Across the country, almost every type of larger retailers experienced significant increases in sales over last year’s Black Friday’s numbers. That doesn’t mean that all small stores didn’t participate in the sales boom. It’s just that many smaller mom and pop merchants were never positively affected by Black Friday’s business. The reason for that is they weren’t promoting to the extent a large store can and they weren’t giving things away the way a large store can. There are lessons to be learned from these sales results.
The first lesson we had to learn is that there are customers out there who are buying. If the merchandise and the pricing represent value, they will buy. More important than the buying, they will go to stores and buy. Carry good quality merchandise and promote, promote, promote.
Now let’s look at the results from Cyber Monday. Twenty five to thirty percent increases were the norm. Cyber Monday is no longer a cute sale name – it’s a real event. It tells us that our customers are shopping in stores while buying online as well. The term “multi-channel retailer” means we are selling our merchandise in multiple ways – online and in the store. Customers are telling us they want it both ways. I laugh when I hear a store owner say “we give great customer service” but they don’t have a website; shame on them.
I was approached within the last month to work on a project to help to franchise a retail business. I asked to see their website and I was told they didn’t have one. My response was to call me when they have a website or call me to help you create a strong website.
We can’t be in business today without having a website that does two things:
- You need a site where customers can buy something from you online. I am not saying that you have to put all of your merchandise online for sale, but what I am saying is for you to offer a few items for sale.
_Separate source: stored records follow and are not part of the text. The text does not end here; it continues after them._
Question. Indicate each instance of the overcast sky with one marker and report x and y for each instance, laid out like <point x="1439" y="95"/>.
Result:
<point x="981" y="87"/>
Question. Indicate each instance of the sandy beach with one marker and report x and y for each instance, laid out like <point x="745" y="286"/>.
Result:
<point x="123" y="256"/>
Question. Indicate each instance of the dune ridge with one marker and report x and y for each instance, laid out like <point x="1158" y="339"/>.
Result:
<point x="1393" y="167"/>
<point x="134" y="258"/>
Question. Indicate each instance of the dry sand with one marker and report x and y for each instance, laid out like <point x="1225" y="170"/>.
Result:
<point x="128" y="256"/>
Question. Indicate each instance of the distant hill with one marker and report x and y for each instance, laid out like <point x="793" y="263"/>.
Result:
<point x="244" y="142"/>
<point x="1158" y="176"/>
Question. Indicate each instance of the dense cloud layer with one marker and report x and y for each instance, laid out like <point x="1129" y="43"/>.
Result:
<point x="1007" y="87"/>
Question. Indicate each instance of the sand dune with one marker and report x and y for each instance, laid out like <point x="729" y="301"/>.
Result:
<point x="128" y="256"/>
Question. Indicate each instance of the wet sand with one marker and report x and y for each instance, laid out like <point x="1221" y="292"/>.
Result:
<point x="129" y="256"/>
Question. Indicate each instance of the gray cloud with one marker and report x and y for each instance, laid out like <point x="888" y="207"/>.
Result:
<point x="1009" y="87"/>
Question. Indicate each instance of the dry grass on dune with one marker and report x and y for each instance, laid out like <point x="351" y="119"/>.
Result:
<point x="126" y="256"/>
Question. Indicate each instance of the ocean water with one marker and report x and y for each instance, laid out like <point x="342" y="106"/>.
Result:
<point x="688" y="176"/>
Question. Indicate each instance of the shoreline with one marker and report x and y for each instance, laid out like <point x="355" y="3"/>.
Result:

- We need to have websites that our customers want to return to again and again. I call it the returnability quotient. The tools, mechanisms, merchandise offerings, widgets or call it what you like, anything that will make going to your site a regular occurrence as opposed to a single event.
On Friday we even got positive news about the employment numbers. The unemployment dropped a little more than was expected. I say that but in my heart I believe those unemployment numbers are not telling the whole story. What I mean is that there are lots of jobs out there today but we have people who are not skilled to fill these new jobs. No, we don’t have classic manufacturing assembly line union high paying jobs of the past that didn’t require the skills of today’s jobs. Maybe it’s not an unemployment problem but rather a skill training problem.
For now let’s just look at the bottom line. Customers are buying, they are going online, they are buying online, they are going to stores, better merchandise is selling, and we must always have promotional items. If we’re not doing these things, we had better start.
Look at your store as a customer would. Do you have promotional items? Are you promoting your website in your store? Are you promoting your store on your website? The key word today is seamless integration. We differentiate between an in-store sale and an online sale. The customer looks at your store as one entity. Make sure your store and your website give the same feeling.
The wake-up call has been made and it is time to look at what we do and what other successful retailers are doing and it is time to start to adopt and adapt these winning practices before technology and the times make us insignificant. On the positive side, celebrate our successes and appreciate the people who are working for us. They can be your competitive edge and the exciting difference which is the difference.